JPID - Vol 05 - Issue 01

PROSTHODONTIC REHABILITATION OF COMPLETELY EDENTULOUS PATIENTS WITH RESORBED MANDIBULAR RIDGE: CASE SERIES

*Gupta S, **Dhawan P, ***Tomar SS, ****Divyesh M
*Post graduate student, **Professor & Head, ***Reader, ****Senior Lecturer, Department of Prosthodontics, Manav Rachna Dental College, Faridabad, Haryana | Corresponding Author: Dr Sakshi Gupta, E-mail: sakshi.gupta2692@gmail.com

Abstract:

Prosthodontic rehabilitation with complete denture in compromised edentulous ridges through standard, customary techniques is a difficult task. Treatment procedures require remodeling as per the patient’s desire for esthetics and functionality. This article presents a case series of various techniques used for administering compromised ridges. These techniques have been found helpful in enhancing stability of denture and masticating ability by changing the pattern of teeth arrangement.
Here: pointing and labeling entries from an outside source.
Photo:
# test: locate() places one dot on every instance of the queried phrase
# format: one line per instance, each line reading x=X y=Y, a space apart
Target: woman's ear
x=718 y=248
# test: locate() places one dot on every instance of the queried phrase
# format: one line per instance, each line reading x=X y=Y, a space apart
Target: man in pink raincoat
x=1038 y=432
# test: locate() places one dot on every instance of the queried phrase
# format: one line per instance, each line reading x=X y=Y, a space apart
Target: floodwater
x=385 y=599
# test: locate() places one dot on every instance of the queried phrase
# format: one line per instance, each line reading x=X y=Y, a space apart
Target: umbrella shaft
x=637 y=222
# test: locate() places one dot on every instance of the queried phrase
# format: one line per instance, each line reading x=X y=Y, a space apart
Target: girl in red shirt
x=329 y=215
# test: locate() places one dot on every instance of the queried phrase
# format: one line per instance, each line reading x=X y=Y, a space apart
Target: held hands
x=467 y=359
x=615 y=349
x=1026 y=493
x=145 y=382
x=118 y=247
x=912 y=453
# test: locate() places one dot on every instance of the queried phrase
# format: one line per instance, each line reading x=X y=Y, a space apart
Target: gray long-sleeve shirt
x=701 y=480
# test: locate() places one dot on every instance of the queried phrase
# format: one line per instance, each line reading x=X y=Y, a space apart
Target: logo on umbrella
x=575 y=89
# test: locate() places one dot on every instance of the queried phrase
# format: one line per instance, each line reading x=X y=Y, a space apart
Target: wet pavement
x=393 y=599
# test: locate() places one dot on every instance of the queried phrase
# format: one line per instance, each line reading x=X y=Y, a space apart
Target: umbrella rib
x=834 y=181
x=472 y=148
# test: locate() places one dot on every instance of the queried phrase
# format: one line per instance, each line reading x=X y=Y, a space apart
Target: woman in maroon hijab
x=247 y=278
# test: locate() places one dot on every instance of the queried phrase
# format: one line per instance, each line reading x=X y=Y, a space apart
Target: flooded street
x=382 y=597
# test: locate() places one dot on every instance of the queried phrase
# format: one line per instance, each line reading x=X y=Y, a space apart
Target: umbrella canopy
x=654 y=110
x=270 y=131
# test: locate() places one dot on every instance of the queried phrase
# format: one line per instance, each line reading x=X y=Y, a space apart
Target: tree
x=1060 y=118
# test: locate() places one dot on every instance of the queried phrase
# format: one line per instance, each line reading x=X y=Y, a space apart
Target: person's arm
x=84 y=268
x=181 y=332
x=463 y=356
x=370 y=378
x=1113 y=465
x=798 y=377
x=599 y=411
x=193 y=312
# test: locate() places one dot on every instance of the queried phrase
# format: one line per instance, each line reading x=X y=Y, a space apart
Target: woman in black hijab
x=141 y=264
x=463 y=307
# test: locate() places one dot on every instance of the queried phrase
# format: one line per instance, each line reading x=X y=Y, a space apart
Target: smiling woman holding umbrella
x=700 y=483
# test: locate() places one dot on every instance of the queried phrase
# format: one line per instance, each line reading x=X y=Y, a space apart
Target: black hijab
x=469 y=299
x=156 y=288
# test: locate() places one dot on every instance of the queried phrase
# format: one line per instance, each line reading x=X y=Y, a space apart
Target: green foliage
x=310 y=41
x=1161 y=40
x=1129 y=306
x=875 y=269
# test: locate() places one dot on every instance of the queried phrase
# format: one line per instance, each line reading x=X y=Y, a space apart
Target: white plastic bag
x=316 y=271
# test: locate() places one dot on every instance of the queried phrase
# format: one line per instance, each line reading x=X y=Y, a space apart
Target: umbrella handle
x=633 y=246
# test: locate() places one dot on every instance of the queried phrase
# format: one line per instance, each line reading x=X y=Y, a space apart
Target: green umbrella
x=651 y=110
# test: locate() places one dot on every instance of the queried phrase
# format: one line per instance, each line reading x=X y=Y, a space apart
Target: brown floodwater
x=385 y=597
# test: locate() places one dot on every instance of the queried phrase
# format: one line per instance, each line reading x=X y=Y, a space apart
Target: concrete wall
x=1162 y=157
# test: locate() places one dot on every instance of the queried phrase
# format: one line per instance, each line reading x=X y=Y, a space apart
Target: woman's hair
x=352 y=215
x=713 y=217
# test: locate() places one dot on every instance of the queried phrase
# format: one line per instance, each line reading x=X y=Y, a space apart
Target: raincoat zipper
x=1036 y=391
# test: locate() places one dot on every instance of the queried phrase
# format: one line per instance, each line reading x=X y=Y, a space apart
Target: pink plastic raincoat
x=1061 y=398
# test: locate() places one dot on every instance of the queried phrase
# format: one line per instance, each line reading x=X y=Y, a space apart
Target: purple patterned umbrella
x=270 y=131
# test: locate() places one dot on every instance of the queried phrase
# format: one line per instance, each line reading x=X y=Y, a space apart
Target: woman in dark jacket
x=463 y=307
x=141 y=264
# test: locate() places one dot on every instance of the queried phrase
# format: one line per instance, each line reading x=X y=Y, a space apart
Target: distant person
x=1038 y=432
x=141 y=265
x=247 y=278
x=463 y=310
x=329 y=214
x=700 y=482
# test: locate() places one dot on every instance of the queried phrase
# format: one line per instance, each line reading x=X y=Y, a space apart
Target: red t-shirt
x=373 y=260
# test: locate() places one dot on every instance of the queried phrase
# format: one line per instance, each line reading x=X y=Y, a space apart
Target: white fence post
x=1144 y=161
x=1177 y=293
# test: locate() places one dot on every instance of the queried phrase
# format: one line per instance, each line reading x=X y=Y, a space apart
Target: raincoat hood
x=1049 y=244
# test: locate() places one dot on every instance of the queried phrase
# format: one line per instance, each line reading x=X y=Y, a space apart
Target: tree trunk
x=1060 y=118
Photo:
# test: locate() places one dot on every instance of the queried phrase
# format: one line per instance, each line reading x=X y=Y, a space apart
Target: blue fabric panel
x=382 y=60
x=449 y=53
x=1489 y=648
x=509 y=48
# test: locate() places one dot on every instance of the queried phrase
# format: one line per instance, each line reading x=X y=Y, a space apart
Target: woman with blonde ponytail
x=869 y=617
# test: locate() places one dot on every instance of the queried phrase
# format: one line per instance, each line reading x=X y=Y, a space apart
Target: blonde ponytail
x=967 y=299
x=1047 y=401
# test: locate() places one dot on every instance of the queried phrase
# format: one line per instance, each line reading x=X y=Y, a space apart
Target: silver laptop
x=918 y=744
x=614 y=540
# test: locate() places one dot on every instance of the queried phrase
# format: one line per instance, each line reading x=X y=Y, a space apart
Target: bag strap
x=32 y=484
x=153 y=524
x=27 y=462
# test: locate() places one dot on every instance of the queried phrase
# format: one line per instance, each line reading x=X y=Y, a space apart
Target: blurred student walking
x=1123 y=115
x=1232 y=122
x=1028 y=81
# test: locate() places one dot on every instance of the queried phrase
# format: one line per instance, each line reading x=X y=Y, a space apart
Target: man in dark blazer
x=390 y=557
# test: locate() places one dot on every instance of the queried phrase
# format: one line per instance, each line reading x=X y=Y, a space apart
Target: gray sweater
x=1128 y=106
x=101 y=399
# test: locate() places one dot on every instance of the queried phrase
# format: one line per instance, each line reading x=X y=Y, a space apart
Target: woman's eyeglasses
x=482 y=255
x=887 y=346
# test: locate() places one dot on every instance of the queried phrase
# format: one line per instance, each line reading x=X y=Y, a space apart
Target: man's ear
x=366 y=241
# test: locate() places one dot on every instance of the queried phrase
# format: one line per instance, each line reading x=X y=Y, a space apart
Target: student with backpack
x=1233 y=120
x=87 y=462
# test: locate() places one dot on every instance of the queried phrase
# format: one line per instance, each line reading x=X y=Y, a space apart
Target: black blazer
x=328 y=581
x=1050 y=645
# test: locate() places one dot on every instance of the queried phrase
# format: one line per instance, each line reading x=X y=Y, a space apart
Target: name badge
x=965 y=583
Key words: Compromised ridge, lingualized occlusion, neutral zone, piezography technique.

Introduction:

The crucial determinant for a successful denture therapy involves carrying out of the treatment plan with utmost precision, based on comprehensive history and through oral inspection. This kind of a treatment plan should be based on Devan’s1 rehabilitation principles that is, preserving what already exists and not just replacing what is missing. Ridge atrophy poses many clinical challenges in the fabrication of an effective prosthesis. Residual ridge resorption is a complex process and a common occurrence following extraction of teeth. It is most striking during the initial period of tooth loss, subsequently leading to slower but continuous rate of resorption.2 Factors influencing rate of resorption are divided into anatomic, metabolic, functional, and prosthetic factors.3 Anatomic factors comprise of the shape, size, and density of ridges as also the thickness and the distinctive features of the mucosa. Cellular activity of osteoblasts and osteoclasts is influenced by metabolic factors which include nutritional status and hormonal balance. Frequency, duration, severity and direction of forces are other functional factors which are responsible for cellular activity. Prosthetic factors consist of various methods, materials, concepts and principles, that are practiced during prosthetic procedures.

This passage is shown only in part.